Neil deGrasse Tyson on a Dystopic Future | Breakthrough
It's always been a curious fact to me that the most successful science fiction storytelling involves completely dystopic scenarios or finales, and all of them, essentially all of them.
Now maybe at the end they give you some glimmer of hope, but something bad really happened during the story. I have mixed feelings about this in the following way: um, I think essentially every dystopic projection of the way technology takes us—because it's always technology gone bad, always, if it's a science fiction film.
So, I have never seen technology go as bad as has been projected for it in the science fiction stories. Maybe it hasn't gone that bad because the very story that describes how bad it goes is what alerts us to that possibility, and then we prevent it in the first place. I'll allow that possibility.
All right, I think what's more likely is that people take a new technology and then they project it forward without any checks and balances in between the birth of the technology and the complete dystopic expression of that technology. They're forgetting that in between, people are making other decisions.

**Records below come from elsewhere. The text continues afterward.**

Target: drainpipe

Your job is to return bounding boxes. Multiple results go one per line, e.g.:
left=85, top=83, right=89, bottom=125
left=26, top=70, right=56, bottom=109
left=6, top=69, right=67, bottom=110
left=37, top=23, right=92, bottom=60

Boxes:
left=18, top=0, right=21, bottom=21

Oh no, let's not have it continue this way 'cause that's dangerous! Let's continue it this way. We make these mid-course corrections all the time, all the time.
If you did this back in the dawn of space flight, you'd think half of anyone who got in a plane would die any time it took off. And we made planes safer. We made safer planes.
If you were at the beginning of the dawn of the nuclear era, you'd say, well, the whole world is going to end in a nuclear explosion. Okay, so we need wise leaders and wise, um, uh, international agreements. And we say, no, that's not going to happen if we do use nuclear powers for energy and not for war, right?
So yes, you need some wise, some wise shepherding of technology as you go along, but often the storytelling ignores the mid-course corrections that we put into place all the time.
And so, I, believe it or not, I have confidence—enough confidence in our species to think that we will never allow society to crumble in all the ways that science fiction dystopic storytellers make it happen.